A recent controversy involving a prestigious high school refusing to enrol 15-year-old political activist Thanalop "Yok" Phalanchai reflects a lack of protection for rule-defying students.
While opinion may be divided over the youngster's political leanings, big questions remain over the nature of her treatment by the government.
Heated online debate has seen netizens posting Yok's home address and trying to find her biological parents.
Last year, when Yok was just 14, she was arrested and charged with violating Section 112, the lese majeste law, and endured 51 days at a state detention centre for girls. Upon her release, Yok, a Mathayom 4 student, faced another hurdle. The school declined to enrol her to finish her high school education citing her biological parents' failure to come to complete the registration process.
Supporters of the decision by Triam Udom Suksa Pattanakarn School argue that Yok's dismissal was justified due to her blatant violation of school rules, such as colouring her hair, refusing to wear a uniform, and repeated absences from classes she claimed to be overly authoritarian.
Amid the controversy surrounding Yok's disrespect for rules and discipline, it has gone largely unmentioned that the school itself might be violating the law and undermining the state's Education for All Policy by refusing her admission.
The Education for All policy was introduced to ensure that all children in the country, regardless of nationality, are entitled to a free education from preschool to Mathayom 6, or Grade 12.
The Prayut-led government supported this policy through Order No. 28/2016 which is still in effect today.
In addition to the July 5, 2016 order and a cabinet resolution to support free education by covering the costs of tuition fees, books, supplies, uniforms, and child development activities, the Education Ministry also has regulations obliging schools to admit students, with punitive measures for those that neglect to do so.
According to these regulations, existing students at the school do not require additional documents, while new students must provide necessary paperwork for the national database.

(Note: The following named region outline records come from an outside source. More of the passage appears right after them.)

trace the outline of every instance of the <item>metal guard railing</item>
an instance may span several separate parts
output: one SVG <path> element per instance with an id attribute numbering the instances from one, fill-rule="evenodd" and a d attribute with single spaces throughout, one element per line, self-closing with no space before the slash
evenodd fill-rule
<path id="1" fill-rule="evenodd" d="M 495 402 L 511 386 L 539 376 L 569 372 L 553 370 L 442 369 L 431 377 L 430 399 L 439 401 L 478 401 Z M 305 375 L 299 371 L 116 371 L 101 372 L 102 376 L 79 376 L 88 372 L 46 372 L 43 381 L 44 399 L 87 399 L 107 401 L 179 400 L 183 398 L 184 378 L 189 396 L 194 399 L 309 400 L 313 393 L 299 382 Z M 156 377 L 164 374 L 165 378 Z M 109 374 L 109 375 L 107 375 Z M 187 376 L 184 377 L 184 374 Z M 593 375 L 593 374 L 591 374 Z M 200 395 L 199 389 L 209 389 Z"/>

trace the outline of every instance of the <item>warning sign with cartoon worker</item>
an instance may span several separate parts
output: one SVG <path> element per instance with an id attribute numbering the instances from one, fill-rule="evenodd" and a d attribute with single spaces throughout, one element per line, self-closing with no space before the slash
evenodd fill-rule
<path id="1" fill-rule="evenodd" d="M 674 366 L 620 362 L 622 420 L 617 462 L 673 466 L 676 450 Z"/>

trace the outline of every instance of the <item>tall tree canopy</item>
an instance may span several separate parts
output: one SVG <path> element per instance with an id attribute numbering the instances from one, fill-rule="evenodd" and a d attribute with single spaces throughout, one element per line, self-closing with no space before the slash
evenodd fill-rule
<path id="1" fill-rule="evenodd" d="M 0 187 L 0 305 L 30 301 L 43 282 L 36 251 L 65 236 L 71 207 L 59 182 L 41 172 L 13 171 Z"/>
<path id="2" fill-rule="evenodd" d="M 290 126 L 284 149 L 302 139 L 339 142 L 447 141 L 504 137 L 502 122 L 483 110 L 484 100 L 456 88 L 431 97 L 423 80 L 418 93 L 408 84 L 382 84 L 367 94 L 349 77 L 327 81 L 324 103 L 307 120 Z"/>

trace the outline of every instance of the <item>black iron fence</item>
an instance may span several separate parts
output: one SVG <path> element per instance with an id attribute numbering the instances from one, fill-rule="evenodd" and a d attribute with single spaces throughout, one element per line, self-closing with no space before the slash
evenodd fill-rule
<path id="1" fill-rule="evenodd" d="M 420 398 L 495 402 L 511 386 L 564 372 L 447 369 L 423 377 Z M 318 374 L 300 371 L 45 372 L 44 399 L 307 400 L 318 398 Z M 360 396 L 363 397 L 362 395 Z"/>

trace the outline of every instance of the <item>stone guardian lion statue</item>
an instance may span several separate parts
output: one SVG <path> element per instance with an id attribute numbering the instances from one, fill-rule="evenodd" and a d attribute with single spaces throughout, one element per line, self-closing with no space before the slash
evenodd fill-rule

For orphans, abandoned or stateless children, or those without official identification, the Education Ministry allows guardians to act in loco parentis for enrolment purposes. The regulations also make it clear that it is the teachers' responsibility to assist in completing admission forms for students without parents or guardians.
If students commit offences, the Ministry of Education sanctions only four disciplinary measures in line with the Child Protection Act: verbal warning, probation, deduction of behaviour points, and activities to promote behavioural change.
However, these rules are not observed and teachers are rarely held accountable.
Students deemed to be disobedient are treated with bias and sometimes even expelled or denied admission to continue their education for failing to comply with school rules, violating the rights of other students and wasting time in class.
Abandoned and directionless, many dropouts frequently end up as social problems. That said, the authoritarian education policy and lack of sensitivity and empathy contribute to youth problems, or even crime.
Rights activists such as Angkhana Neelapaijit have made rational demands for the government or even judicial system to help by appointing a legal custodian for Yok to take care of her education problems and protect her rights.
Last week, the Ministry of Social Welfare held a meeting with the school, without any conclusive outcome. The ministries responsible cannot drag their feet on this and let public sentiment hijack the issue.
Perhaps, one of the actions the ministers can do is follow recommendations by rights activists such as Ms Angkhana, to take steps that ensure the teenager is looked after by a responsible adult until she becomes an adult in the eyes of the law when she turns 18.
Yok may not be everyone's cup of tea, but her case highlights the challenge of how to make the education system and society more tolerant and open to dialogue instead of sticking to a rigid rule-based system that only ends up alienating those with different opinions and pushing them towards the margins of society.